While it’s unclear how many of these anti-common-core activists followed through on their pledge, just over 4,000 people announced on Facebook that they were joining the “Say No to Common Core” protest on Nov. 18, according to a blog post by Education Week’s Andrew Ujifusa.
Media accounts about the planned protest from across the country were sketchy.
There was a 100-person common-core protest in Columbia, South Carolina’s state capital, regarding the standards, although in the video from The State newspaper’s report, the main (in fact only) audio is the chant “Stop common core.” So, Ujifusa wrote that the protest lacked context.
In New York state, the local ABC affiliate reported that “dozens” of students joined their parents in a common-core protest at the state education department in Albany.
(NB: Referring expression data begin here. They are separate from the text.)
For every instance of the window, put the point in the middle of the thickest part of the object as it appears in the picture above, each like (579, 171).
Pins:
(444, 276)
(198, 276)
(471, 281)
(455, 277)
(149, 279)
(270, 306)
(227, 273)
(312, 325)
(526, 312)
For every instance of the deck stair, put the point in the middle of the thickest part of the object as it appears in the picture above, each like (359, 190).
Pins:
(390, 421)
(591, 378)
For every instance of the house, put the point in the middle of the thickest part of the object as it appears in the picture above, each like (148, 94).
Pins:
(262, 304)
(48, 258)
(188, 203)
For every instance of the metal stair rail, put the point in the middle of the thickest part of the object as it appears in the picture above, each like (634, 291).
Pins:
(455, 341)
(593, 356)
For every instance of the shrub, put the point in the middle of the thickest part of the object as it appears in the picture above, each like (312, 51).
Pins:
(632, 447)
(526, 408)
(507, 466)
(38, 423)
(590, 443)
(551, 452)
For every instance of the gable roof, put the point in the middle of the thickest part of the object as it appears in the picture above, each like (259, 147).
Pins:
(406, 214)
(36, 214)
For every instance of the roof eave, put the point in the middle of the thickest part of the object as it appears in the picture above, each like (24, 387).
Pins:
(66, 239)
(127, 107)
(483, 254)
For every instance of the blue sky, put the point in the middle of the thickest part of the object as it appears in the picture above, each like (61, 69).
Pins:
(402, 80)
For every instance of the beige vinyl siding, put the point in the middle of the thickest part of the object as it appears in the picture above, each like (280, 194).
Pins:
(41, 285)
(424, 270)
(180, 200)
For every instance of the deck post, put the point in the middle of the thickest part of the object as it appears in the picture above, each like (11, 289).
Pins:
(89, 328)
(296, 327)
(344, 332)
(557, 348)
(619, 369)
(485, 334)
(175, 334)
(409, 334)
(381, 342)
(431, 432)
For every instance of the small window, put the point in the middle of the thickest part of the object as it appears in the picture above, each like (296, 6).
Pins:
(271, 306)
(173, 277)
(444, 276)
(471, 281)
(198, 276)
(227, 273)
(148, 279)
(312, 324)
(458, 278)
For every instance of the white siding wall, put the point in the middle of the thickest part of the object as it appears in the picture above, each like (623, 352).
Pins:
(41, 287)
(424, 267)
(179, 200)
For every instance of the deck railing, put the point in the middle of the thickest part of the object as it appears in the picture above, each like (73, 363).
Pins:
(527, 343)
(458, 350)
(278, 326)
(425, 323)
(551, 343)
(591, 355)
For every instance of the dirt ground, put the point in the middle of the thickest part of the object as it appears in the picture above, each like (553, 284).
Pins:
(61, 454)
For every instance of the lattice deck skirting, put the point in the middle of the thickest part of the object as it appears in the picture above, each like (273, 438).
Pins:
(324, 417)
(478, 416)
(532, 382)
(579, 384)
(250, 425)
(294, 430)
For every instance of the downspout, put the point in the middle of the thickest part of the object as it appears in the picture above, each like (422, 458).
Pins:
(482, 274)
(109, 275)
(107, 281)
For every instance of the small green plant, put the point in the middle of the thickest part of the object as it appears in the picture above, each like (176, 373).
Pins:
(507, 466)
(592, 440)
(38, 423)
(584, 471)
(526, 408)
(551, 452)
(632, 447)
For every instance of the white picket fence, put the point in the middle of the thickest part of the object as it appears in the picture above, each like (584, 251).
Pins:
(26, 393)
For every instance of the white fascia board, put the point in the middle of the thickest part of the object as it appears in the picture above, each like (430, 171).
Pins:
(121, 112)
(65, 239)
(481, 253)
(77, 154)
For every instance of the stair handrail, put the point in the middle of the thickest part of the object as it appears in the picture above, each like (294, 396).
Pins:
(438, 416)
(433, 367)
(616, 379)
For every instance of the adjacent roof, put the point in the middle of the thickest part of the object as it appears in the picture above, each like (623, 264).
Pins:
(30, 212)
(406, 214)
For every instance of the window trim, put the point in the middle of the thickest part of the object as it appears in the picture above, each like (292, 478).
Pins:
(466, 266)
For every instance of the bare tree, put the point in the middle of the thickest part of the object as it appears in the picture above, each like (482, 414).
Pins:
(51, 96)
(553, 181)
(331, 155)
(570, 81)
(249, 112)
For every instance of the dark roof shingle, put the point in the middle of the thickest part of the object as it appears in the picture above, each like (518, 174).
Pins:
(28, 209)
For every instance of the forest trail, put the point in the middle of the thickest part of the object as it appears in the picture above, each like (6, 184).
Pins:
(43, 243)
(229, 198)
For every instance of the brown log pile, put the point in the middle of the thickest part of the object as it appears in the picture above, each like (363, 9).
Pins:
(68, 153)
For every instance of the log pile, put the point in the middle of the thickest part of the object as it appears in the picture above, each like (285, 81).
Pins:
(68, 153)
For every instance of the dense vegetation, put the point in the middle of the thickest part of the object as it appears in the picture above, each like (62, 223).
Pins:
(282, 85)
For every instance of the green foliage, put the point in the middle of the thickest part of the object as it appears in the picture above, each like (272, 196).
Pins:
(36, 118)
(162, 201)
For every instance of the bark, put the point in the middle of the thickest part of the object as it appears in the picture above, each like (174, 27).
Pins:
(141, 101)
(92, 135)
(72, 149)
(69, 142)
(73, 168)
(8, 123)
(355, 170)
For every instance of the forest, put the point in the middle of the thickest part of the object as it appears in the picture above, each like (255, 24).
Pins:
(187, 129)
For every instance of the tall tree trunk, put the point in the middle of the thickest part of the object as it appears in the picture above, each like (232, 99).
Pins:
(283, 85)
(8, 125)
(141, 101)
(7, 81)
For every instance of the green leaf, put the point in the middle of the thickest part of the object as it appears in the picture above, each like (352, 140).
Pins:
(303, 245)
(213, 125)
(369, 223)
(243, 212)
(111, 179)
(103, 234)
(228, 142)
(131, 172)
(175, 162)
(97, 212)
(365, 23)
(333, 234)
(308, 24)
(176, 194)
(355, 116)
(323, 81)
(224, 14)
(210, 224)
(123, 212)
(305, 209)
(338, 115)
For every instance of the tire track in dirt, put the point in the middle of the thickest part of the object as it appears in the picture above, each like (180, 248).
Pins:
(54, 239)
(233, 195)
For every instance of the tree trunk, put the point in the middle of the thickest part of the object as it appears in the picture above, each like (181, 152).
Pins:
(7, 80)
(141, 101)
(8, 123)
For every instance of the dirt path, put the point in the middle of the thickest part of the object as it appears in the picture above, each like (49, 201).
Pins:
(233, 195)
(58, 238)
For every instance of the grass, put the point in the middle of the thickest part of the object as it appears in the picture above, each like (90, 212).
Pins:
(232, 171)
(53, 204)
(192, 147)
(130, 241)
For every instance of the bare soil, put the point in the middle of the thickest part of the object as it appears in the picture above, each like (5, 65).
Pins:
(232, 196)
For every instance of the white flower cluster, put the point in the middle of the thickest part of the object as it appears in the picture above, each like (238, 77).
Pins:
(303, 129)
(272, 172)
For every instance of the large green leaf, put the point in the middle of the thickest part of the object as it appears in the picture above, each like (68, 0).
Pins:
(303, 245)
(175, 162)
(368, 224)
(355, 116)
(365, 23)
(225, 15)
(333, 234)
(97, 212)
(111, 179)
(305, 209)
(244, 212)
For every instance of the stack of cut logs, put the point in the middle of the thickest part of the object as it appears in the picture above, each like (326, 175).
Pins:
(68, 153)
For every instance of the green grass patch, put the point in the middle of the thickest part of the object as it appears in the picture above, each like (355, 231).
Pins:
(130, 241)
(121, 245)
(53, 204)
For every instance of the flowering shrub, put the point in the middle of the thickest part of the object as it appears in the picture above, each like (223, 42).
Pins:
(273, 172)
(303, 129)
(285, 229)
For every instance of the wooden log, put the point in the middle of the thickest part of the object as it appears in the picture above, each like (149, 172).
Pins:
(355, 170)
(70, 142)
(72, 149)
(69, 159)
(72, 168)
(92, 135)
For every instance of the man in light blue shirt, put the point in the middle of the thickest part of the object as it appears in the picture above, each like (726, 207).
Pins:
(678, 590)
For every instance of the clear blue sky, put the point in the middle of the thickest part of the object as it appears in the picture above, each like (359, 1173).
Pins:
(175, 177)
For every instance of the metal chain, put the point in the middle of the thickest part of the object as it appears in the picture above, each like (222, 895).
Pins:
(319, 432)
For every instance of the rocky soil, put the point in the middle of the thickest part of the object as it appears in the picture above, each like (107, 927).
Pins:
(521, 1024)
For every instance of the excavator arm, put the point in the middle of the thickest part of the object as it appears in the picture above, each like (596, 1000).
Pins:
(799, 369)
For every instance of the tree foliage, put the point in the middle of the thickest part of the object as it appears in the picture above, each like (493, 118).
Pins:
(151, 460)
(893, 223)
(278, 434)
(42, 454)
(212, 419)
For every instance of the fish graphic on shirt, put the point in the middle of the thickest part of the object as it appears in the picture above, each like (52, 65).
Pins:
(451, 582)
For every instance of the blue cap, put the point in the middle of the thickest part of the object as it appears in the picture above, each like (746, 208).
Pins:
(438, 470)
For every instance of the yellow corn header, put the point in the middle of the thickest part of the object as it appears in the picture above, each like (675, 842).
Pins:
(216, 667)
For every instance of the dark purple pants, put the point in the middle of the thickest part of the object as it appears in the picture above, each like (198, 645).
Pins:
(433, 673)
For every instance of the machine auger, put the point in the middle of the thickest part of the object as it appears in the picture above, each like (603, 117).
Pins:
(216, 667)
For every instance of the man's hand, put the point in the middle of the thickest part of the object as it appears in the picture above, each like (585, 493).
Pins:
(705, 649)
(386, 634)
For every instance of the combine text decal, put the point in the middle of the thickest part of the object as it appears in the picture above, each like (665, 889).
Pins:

The news report focused on students specifically who spoke out against the standards for being too restrictive.
Meanwhile, the State Island Advance minced no words when it reported that the keep-your-children-home protest “fizzled” in the New York City borough.
Janet Ward Wilson, who maintained the Facebook page and other social media that pushed the protest, told Education Week that her anti-common-core website has received tens of thousands of visits since she began pushing back on the standards. She said people have been “duped by the federal government” into the standards, and that the U.S. Constitution does not grant Washington power over education to the extent that they could offer incentives for states to act in certain ways: “Common core violates our 10th amendment rights.”
Quantifying the depths of displeasure parents have with common core may be impossible. But those who oppose the standards seem to be deeply troubled by their inability to air their concerns.
I attended a school district-sponsored forum in my Southern California community this week. The forum, which was held at a local middle school, was carefully orchestrated as an information session—not a debate. The public was invited to ask questions, but only in writing.
That did not stop one visibly angry parent from interrupting the question-and-answer session to say: “This is offensive! [Our district] does not need [the common core.] We are way above this.”
He continued: “It’s reprehensible what you are doing.”
His comments were met with applause from some in the large group of people who attended the forum. I also overheard some attendees grumble that district administrators were lying about the common core.
Still, there seemed to be more head nodding in agreement and applause for comments that supported efforts to improve teaching strategies and to graduate students with more critical thinking skills.
“We’re not going to let your kids down,” said one middle school teacher on the panel. “We’re not going to let them fall through the cracks.”
The common core campaign is underway in my community. Whether it will produce more critics than converts, only time will tell.